En unos pocos años Madrid ha pasado de ser una simple capital europea a convertirse en una gran metrópoli moderna. Hay muchas ventajas en ello, pero también nos obliga a sobrellevar molestas desventajas. Una de ellas es el puñetero ruido que nos invade. Y el claxon se lleva el primer premio. En un cruce por el que paso todas las mañanas siempre encuentro la misma situación: listillos que dejan su coche justo en medio del cruce, cortando el paso a los coches que circulan transversalmente, todo por unas absurdas ganas de avanzar, ¿cuánto?, ¿dos, tres metros? El claxon entonces se hace dueño de la calle, y el peatón no puede hacer otra cosa que mirar con desprecio a quien provoca tal insensatez y pensar: "Madrid está completamente llena de imbéciles".

Entiéndase bien. Uno puede comprender que el claxon se use en determinadas circunstancias -cuando hay que advertir de un peligro, de un olvido, de un posible choque, etc.-, lo que ya no entra en una cabeza normalmente desa-rrollada es que, cuando no hay absolutamente ninguna posibilidad de que el sonido del claxon logre su objetivo o simplemente evapore los coches que uno tiene delante, el oligofrénico de turno siga invadiendo la calle con sus problemas mentales en forma de decibelios mientras aprieta el botoncito mágico. Tengo un amigo que un día no pudo más, simplemente llegó al límite.
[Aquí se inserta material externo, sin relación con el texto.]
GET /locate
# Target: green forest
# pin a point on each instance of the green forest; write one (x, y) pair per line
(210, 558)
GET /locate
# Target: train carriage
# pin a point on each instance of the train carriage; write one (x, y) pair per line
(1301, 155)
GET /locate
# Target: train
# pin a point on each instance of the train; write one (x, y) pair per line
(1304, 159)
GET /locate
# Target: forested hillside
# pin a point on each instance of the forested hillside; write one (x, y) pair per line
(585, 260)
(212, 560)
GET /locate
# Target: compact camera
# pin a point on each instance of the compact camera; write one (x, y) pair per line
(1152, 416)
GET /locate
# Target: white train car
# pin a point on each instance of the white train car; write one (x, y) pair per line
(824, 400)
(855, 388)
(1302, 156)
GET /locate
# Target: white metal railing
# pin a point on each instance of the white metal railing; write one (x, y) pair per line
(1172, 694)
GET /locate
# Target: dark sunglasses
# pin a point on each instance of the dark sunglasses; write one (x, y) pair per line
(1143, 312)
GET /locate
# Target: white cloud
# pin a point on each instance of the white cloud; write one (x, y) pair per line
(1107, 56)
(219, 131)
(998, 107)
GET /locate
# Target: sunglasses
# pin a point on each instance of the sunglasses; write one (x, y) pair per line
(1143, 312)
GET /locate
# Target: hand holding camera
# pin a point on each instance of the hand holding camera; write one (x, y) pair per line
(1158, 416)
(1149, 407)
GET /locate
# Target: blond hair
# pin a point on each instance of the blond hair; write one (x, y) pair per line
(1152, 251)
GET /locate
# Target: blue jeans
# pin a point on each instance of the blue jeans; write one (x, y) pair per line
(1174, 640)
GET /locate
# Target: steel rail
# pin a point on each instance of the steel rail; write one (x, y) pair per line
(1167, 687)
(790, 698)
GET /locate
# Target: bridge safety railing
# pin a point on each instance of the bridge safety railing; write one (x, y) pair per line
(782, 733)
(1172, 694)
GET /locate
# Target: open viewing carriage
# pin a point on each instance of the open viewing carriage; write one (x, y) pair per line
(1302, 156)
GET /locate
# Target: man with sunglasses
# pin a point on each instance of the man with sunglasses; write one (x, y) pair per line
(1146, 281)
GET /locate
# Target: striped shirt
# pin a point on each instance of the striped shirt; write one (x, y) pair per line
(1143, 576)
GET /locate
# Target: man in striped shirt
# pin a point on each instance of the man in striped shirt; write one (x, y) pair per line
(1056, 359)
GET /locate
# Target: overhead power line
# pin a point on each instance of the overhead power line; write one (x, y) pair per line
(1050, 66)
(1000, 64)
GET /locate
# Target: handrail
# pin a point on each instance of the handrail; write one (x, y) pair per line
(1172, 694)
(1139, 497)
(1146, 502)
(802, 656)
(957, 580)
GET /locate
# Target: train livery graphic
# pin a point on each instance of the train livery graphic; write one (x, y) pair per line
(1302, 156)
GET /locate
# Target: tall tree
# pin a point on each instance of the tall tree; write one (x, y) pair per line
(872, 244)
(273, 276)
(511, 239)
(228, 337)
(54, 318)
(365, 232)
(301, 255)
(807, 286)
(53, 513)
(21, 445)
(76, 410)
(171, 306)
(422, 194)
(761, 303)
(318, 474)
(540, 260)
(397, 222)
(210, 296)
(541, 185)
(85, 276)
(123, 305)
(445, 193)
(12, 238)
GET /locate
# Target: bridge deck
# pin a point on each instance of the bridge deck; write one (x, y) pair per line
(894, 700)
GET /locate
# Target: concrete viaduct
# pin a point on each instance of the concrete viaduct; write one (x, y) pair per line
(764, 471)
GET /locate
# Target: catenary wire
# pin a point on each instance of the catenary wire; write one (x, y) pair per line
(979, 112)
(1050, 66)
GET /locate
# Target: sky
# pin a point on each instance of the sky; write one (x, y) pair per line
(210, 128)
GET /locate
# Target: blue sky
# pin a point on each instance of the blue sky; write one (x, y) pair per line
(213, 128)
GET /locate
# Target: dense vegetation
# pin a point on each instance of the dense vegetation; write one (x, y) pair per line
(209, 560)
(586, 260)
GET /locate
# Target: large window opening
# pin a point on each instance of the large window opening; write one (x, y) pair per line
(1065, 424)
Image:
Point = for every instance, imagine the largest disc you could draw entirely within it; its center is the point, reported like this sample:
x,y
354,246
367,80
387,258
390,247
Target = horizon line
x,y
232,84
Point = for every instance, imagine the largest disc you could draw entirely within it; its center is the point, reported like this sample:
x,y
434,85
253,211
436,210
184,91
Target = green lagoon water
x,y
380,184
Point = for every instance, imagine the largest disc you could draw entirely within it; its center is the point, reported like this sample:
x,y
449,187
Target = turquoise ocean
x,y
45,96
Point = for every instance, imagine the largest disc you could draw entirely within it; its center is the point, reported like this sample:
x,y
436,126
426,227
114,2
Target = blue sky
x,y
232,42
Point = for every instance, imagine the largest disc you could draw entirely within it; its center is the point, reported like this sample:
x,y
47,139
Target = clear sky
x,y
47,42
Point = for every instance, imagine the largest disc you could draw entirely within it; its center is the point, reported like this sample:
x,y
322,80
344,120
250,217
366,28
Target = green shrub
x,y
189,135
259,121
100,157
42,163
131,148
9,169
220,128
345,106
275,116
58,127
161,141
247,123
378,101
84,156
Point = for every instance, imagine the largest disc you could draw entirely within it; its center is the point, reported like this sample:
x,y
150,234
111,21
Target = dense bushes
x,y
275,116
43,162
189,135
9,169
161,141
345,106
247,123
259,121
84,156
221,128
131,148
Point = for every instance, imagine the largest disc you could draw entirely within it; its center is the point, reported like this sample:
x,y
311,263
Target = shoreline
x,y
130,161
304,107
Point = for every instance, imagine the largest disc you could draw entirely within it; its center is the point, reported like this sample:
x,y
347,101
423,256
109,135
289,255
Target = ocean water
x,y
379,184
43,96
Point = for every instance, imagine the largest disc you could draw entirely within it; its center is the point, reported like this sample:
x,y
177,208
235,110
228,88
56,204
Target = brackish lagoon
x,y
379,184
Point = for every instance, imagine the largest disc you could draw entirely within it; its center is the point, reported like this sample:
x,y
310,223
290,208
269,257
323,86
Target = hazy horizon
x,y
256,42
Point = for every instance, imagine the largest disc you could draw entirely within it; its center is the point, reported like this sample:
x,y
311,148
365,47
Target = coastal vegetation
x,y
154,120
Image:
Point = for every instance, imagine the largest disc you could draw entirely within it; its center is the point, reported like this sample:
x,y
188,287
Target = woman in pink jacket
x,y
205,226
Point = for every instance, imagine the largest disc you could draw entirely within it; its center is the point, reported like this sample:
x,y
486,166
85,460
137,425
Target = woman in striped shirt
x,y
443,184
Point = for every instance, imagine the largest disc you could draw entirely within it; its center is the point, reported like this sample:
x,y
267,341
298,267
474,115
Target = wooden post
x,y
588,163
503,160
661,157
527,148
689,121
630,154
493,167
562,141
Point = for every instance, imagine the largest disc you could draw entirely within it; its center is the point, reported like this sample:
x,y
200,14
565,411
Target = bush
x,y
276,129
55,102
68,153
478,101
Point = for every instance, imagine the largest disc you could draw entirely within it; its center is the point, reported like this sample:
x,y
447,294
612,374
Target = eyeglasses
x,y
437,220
Caminaba por la misma calle de la que hablo y el claxon de un coche situado en medio de una fila interminable de vehículos empezó a sonar con insistencia. Mi amigo, en un arranque de sentido común mezclado con una furia nada común, se acercó a la ventanilla del coche y mirando al conductor, a escasa distancia de su cara, pegó el berrido más brutal, desagradable, largo, ensordecedor, que supo expulsar de su garganta. Se hizo un silencio absoluto dentro del coche. Al conductor le entró pánico, y por un momento toda la calle quedó vacía de sonido. Desde entonces, cuando cualquier idiota hace sonar su claxon absurdamente, mi amigo el peatón sigue repitiendo su terapia: se acerca a la ventanilla del corto mental y le responde con la misma moneda. Y claro, se hace el silencio. Desgraciadamente, parece que es la única manera de hacerse entender. En realidad, en Madrid seguimos siendo unos cromañones.

Pero, ojo, no creamos que esto del ruido es cosa de desalmados, de niñatos y tal y tal. Para nada. Hace unos días diversos agentes de la policía nacional protestaron por no sé qué leche del salario (cosa muy lógica y razonable, por otra parte) y para lograr su fin se concentraron en la calle Miguel Ángel y decidieron putear a los demás. Así de sencillo. Era un día de trabajo, hacia las cuatro de la tarde. ¿Y cómo se divertían los policías mientras reivindicaban su postura? Pues muy fácil, sembrando la calle de petardos. Provocando explosiones en medio de la acera por donde caminaban como borrachos, con los consiguientes sustos repentinos para todos los viandantes. Eran exactamente igual de oligofrénicos que los del claxon. Y yo me pregunto: si un pobre psicópata se pusiera a hacer la misma gamberrada, ¿no sería la poli quien le parara los pies? En fin, aquel día, tras varios sobresaltos, tuve que modificar mi trayecto habitual mientras me acordaba de la madre de esos policías y deseaba con toda mi alma que no les subieran el sueldo ni un miserable euro. En fin, que lo mejor es ir en metro.